CIA Gains Technology To Monitor Social Media Buzz
United States intelligence agencies will have a tool to read blog posts, Twitter tweets and chatter across the Internet. In-Q-Tel, the independent strategic investment arm of the U.S. government, has infused cash into Visible Technologies with plans to make the platform available to all 15 agencies it supports, including the United States Central Intelligence Agency (CIA).
The decision represents a movement now underway by the United States government to become more familiar with emerging social media and Internet technology. In-Q-Tel also has made an investment in ThingMagic, a company deep in radio frequency identification (RFID) technology.
Donald Tighe, vice president of external affairs at In-Q-Tel, says the company made the investment to introduce Visible's technology to government agencies, but declined to provide specifics. He says In-Q-Tel's average investment varies between $500,000 and $3 million per company. Since being founded in 1999, In-Q-Tel has invested about 80% in work programs and 20% in partnering with other venture capitalists, Tighe says.

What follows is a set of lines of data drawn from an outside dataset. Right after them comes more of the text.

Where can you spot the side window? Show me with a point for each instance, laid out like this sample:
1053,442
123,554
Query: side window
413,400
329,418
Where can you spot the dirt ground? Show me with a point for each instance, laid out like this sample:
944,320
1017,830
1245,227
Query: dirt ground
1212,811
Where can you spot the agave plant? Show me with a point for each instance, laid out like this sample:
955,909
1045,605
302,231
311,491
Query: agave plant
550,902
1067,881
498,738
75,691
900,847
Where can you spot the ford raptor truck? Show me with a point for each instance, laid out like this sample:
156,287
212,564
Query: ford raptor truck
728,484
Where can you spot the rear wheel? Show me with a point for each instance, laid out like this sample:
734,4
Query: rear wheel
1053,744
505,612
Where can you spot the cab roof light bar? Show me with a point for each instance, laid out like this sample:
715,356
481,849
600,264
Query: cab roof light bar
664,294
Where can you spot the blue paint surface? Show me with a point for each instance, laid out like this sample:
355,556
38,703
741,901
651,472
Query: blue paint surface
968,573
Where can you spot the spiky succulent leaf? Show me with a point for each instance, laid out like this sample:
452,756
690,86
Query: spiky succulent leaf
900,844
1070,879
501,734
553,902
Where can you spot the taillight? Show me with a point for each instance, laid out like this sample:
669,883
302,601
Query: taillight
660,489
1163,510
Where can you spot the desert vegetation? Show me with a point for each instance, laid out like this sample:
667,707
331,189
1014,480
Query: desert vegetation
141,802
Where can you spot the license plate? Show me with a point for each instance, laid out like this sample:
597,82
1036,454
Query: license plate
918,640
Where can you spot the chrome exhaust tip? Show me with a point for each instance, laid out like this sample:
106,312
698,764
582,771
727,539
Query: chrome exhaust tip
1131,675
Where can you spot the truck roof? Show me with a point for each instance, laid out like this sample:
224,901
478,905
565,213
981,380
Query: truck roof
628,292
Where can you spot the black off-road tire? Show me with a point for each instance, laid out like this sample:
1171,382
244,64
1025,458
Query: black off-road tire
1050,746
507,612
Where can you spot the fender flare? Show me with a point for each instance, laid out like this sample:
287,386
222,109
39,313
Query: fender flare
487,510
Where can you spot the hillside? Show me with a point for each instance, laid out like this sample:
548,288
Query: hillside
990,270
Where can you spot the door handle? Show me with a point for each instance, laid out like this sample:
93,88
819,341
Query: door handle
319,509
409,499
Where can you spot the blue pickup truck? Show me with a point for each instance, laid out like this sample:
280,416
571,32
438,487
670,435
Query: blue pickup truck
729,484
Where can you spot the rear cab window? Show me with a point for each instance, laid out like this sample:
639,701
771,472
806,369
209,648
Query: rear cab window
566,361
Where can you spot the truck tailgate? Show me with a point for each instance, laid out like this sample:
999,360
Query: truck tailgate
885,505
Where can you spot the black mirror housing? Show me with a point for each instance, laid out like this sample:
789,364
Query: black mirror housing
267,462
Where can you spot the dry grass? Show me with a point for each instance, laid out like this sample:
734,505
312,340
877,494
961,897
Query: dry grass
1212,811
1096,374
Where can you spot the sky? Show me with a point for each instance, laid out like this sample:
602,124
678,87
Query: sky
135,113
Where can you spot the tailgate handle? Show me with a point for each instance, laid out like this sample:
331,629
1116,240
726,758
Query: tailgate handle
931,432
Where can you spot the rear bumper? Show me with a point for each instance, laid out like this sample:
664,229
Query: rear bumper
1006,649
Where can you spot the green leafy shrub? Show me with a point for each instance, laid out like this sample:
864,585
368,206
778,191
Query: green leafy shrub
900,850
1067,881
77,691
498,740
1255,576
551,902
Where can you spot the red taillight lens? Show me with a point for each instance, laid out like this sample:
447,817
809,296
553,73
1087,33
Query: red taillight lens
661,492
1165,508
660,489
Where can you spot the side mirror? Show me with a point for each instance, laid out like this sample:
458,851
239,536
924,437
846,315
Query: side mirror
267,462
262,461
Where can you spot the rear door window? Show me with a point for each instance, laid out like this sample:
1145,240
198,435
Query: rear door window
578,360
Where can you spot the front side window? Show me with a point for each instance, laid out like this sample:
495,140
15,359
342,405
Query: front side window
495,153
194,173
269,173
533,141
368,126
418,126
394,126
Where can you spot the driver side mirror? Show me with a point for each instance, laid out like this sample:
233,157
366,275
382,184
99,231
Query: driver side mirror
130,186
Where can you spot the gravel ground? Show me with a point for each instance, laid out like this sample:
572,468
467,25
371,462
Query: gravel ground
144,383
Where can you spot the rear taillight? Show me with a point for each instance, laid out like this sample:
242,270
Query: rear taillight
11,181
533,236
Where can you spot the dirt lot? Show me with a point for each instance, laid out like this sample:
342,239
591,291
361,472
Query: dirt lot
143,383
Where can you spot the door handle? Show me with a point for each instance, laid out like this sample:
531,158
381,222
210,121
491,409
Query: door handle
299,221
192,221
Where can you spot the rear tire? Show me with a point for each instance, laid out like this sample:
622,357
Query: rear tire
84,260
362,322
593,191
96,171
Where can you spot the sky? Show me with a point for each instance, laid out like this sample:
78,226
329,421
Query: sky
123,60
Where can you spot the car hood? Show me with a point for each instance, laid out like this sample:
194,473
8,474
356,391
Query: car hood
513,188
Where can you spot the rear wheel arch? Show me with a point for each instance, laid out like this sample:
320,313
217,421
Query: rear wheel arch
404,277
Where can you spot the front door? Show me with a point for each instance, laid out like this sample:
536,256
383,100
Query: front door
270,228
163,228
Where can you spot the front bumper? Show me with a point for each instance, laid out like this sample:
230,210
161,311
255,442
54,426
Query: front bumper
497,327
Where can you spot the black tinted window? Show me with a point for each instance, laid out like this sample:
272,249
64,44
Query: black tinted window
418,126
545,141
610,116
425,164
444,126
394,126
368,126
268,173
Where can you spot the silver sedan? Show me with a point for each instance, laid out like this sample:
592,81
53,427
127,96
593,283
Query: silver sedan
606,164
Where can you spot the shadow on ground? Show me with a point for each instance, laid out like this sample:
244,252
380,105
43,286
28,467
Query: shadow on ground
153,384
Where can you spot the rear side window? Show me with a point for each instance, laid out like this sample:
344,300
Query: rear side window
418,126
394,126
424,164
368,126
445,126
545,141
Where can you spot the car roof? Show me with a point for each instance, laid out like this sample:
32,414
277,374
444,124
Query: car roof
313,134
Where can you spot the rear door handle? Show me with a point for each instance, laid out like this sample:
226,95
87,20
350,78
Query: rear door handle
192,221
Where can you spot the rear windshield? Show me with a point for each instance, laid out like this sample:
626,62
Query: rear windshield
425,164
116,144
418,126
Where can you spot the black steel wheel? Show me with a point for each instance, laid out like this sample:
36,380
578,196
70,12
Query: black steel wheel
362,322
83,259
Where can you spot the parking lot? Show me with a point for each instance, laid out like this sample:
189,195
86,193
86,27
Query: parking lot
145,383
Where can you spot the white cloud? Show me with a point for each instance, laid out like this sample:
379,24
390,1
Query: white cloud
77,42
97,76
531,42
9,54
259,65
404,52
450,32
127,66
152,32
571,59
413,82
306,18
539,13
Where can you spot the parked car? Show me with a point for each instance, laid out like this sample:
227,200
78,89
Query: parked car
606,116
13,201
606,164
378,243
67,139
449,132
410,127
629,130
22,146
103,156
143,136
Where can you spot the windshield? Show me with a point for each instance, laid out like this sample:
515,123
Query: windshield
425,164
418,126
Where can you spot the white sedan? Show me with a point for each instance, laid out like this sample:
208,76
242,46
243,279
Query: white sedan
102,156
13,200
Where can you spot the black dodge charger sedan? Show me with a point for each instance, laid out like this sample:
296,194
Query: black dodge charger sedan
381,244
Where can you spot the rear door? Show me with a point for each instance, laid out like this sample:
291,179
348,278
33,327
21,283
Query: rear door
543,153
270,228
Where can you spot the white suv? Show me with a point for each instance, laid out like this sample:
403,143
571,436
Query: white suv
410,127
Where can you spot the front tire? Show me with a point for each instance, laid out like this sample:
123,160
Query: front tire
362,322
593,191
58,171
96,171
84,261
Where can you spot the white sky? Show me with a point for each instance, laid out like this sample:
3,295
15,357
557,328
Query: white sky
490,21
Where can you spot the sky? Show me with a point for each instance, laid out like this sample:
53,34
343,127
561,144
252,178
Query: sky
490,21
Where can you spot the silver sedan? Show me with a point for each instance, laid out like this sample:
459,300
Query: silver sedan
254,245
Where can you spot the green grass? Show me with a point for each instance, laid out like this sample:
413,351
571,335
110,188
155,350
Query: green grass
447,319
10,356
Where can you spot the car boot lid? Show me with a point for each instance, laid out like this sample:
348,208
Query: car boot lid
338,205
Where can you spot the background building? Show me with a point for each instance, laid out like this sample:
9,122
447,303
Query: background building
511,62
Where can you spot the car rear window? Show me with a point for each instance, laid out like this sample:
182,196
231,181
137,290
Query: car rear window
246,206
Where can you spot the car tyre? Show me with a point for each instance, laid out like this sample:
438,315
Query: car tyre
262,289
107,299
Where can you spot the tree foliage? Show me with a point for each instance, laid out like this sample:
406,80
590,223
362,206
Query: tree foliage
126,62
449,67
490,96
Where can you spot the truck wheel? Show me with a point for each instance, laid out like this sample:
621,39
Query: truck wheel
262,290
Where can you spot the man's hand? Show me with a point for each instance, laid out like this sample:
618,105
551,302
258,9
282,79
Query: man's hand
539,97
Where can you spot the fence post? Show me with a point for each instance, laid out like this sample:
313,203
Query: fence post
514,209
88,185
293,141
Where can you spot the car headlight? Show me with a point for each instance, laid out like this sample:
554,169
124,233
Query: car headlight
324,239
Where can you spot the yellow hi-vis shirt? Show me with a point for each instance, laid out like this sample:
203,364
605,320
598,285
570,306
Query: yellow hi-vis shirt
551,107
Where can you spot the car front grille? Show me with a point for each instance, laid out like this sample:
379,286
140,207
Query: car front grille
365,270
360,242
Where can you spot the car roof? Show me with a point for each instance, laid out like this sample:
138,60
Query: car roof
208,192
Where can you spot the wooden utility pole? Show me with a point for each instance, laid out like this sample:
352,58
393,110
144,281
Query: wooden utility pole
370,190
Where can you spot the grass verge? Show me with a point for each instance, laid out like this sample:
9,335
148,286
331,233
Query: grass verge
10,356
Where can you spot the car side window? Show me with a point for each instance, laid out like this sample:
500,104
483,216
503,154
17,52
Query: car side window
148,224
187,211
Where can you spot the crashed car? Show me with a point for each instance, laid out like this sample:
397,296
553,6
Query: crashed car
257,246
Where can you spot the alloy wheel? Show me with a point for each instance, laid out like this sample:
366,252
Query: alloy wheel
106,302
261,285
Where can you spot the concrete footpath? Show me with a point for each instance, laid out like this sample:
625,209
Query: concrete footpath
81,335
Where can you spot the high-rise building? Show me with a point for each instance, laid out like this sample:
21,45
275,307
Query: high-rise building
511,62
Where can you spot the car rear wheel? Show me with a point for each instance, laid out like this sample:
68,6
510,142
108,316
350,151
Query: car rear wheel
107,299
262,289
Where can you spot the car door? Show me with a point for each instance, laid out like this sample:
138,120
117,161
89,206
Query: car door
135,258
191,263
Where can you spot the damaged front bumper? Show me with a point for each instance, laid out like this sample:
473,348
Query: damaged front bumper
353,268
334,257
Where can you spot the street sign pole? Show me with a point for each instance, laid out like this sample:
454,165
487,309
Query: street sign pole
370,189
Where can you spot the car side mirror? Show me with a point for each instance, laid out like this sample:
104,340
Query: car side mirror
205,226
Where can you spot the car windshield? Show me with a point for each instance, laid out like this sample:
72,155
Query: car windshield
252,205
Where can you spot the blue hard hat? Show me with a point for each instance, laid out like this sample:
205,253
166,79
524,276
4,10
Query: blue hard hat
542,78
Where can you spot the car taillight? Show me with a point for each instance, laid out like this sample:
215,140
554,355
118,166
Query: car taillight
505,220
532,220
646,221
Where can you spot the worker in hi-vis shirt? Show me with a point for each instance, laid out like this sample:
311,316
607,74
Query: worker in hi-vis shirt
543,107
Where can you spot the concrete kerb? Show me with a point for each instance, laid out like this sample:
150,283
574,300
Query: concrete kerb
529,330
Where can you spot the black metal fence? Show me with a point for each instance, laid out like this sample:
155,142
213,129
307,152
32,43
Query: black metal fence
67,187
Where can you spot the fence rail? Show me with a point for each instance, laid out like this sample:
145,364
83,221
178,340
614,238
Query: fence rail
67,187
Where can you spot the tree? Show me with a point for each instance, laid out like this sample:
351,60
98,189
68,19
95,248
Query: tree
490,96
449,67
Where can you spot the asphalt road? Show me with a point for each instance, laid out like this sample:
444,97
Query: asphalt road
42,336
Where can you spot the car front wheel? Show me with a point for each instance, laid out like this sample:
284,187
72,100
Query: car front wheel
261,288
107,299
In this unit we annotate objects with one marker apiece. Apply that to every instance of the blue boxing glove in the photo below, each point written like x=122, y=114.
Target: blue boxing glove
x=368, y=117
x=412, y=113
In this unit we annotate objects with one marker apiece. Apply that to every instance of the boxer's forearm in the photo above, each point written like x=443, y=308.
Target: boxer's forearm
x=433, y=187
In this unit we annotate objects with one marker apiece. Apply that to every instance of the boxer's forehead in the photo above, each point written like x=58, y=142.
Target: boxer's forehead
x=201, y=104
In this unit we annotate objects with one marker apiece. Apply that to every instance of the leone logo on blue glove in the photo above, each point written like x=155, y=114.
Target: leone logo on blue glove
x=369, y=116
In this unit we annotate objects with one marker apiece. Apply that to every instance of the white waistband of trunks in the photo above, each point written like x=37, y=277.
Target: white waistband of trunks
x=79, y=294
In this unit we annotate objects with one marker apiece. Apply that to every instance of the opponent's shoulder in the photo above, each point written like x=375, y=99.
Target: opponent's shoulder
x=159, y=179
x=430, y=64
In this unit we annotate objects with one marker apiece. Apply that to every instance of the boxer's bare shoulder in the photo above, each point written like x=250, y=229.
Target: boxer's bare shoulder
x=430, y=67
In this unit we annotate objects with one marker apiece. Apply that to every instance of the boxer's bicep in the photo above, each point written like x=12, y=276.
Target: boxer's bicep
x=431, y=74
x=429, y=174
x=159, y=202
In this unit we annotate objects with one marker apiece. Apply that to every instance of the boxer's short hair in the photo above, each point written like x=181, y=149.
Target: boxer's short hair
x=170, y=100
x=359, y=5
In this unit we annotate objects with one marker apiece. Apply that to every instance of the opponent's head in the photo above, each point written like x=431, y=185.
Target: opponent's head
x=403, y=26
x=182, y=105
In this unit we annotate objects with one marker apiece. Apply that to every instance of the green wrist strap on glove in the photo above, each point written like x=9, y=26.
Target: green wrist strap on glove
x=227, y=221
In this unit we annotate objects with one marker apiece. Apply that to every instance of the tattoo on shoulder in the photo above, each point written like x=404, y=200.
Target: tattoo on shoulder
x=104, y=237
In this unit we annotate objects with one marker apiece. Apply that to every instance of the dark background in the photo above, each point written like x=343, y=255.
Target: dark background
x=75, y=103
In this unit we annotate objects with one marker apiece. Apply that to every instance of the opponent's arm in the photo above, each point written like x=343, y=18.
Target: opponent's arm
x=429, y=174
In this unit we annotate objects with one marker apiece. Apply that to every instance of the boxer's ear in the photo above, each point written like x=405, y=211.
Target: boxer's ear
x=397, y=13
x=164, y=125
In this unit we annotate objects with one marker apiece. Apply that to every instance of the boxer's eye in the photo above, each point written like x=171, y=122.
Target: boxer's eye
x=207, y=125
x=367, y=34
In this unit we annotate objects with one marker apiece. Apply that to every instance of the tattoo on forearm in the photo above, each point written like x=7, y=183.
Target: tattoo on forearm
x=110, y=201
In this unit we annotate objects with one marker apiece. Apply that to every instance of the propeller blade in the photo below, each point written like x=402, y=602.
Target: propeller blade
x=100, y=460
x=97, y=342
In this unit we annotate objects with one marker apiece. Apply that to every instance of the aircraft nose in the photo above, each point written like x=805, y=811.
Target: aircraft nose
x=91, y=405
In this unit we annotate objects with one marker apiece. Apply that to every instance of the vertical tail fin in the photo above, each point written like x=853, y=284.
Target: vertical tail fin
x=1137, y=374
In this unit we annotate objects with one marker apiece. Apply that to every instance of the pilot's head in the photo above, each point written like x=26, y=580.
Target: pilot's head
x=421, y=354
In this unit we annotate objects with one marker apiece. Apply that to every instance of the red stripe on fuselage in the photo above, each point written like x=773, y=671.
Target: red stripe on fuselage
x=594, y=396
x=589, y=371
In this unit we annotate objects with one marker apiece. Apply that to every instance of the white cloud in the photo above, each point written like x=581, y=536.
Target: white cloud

Explaining how U.S. intelligence agencies might use Visible's platform, Tighe points to technology that companies install to automate analysis of customer service phone conversations. Sophisticated technology can determine when it's appropriate to bring in a supervisor to resolve disputes based on the tone of the person talking and the words being used in the conversation to convey the message.
Visible Technologies' platform helps brands to monitor the millions of posts and conversations on blogs, forums, YouTube, Twitter and other online forums. "There is a world full of countries with people who are in online chat rooms," Tighe says. "They may talk about something important to national security issues, or maybe someone becomes concerned about what they hear in one of these rooms. These scenarios are an example of the type of monitoring technology Visible Technologies offers."
The government represents a new market segment opportunity for tech companies, according to Blake Cahill, senior vice president of marketing at Visible Technologies. In this case, the CIA has become interested in a feature in one of the platforms the company offers.
Visible crawls about 500,000 Web sites daily to gather information from more than 1 million posts and conversations. In-Q-Tel's investment is not random, but rather is related to a particular project that Cahill declined to discuss. It could alter Visible's product roadmap, fast-forward it and open avenues to data that had been closed in the past, he admits.